Ivan Čukić

Whatever you want, whatever you like

There are some news in the Plasma, Lancelot, Shelf, QML components, blah blah whoop whoop land. As some of the people have noticed from the previous screenshots, I’ve begun working on a QML port of Lancelot.

The Launcher building toolkit

In Lancelot 1, I decided that it would be awesome to allow people to put parts of it on the desktop or panel or wherever even without using the Lancelot menu. Those were implemented as the Shelf (formerly known as Lancelot Parts) applet.

This time, for what will be known as Lancelot 2 I decided to go one step further – to break everything into QML components, be it data models or UI elements.

Lancelot UI Components

Now, you need only a few lines of QML to replicate the same functionality of the Shelf applet (the first column in the screenshot). The second is essentially the same, but uses the IconView.
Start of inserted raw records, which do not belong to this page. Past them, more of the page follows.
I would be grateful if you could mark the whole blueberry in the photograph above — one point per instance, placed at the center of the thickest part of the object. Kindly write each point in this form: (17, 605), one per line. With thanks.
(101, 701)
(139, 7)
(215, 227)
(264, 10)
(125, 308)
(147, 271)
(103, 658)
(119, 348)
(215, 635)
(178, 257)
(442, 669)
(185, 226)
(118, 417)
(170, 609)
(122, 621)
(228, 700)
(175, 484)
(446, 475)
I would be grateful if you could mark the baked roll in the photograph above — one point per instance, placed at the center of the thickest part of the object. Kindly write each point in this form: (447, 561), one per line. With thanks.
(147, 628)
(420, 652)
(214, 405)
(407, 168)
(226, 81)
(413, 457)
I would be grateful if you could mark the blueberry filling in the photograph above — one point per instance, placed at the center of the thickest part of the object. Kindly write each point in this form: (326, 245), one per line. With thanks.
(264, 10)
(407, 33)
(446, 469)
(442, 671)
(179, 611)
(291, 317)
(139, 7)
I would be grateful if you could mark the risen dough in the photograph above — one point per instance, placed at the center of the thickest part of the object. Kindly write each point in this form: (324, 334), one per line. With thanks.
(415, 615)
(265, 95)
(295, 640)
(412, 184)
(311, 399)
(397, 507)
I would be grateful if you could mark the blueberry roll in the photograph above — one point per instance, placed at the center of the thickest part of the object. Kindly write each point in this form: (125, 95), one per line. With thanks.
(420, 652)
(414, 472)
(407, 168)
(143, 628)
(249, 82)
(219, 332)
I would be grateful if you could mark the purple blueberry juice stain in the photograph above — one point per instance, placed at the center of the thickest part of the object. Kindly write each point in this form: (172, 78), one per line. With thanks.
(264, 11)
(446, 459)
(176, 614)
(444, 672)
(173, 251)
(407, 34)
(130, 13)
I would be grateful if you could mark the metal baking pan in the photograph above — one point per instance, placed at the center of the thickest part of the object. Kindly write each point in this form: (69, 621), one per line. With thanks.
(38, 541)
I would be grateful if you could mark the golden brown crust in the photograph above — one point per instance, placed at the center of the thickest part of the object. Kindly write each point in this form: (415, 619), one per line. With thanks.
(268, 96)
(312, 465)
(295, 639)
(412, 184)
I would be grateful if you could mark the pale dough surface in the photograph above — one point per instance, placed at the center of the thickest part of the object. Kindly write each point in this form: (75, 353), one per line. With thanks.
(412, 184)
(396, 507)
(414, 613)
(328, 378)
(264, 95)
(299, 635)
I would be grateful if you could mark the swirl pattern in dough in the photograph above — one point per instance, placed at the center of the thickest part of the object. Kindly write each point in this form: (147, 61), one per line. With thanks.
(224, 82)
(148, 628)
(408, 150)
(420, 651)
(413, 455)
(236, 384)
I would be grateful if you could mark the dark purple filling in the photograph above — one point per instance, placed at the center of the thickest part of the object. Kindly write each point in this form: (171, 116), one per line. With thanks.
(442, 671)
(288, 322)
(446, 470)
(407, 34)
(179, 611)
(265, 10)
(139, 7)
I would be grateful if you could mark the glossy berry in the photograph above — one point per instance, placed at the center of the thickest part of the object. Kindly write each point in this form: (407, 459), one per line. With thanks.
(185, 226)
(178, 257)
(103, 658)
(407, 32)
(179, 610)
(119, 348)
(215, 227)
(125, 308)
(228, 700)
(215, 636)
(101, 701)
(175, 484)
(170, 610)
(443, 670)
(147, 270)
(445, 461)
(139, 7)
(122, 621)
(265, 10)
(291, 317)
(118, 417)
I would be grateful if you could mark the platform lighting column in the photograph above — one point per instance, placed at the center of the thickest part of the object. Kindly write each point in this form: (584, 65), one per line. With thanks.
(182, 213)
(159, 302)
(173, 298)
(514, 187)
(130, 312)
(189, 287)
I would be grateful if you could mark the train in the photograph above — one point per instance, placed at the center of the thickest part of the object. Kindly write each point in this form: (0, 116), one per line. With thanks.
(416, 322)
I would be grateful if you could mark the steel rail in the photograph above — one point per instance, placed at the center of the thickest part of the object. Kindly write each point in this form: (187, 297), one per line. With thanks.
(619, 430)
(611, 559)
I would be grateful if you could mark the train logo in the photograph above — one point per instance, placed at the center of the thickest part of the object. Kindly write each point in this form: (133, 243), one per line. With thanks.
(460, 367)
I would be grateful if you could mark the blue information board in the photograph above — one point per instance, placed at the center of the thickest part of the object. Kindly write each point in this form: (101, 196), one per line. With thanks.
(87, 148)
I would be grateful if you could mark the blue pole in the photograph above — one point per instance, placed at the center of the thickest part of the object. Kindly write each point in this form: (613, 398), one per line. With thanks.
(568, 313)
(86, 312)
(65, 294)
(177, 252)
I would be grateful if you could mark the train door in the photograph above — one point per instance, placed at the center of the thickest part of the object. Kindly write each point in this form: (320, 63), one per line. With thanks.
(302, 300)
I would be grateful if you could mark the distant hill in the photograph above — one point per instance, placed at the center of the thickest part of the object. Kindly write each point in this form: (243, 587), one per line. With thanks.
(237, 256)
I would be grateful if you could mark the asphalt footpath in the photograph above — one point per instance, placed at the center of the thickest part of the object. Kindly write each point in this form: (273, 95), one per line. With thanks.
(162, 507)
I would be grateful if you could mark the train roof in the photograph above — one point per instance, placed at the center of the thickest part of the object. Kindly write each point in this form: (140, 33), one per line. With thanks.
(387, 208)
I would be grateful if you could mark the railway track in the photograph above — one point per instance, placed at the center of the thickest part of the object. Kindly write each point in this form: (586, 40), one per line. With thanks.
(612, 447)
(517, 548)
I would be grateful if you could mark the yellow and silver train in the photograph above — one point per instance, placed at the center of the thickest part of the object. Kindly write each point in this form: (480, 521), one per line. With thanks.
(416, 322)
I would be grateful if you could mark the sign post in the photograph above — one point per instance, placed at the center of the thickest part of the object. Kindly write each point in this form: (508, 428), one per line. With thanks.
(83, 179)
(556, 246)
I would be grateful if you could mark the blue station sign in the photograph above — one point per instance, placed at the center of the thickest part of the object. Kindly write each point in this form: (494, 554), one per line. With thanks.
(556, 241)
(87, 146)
LancelotComponents.ListView {
    modelsList: [
        LancelotModels.FavoriteApplications {},
        LancelotModels.ContactsTelepathy {},
        LancelotModels.Devices {}
    ]
}

You don’t need to stop there – you can create custom widgets and pass custom delegates (third column), custom item views (all the models have the same API) etc.

Lancelot specific

The menu itself is also going to be as changeable as possible – now that the UI is based on QML, the users will be able to create different layouts, and share them on the kde-look.org. So, for anyone who desired a simpler menu, a menu that shows the items in a grid of icons, and not in a list, for anyone who … I can only say – it will be possible.

It will even be possible to create a telepathy quick-send-message applet if you want to.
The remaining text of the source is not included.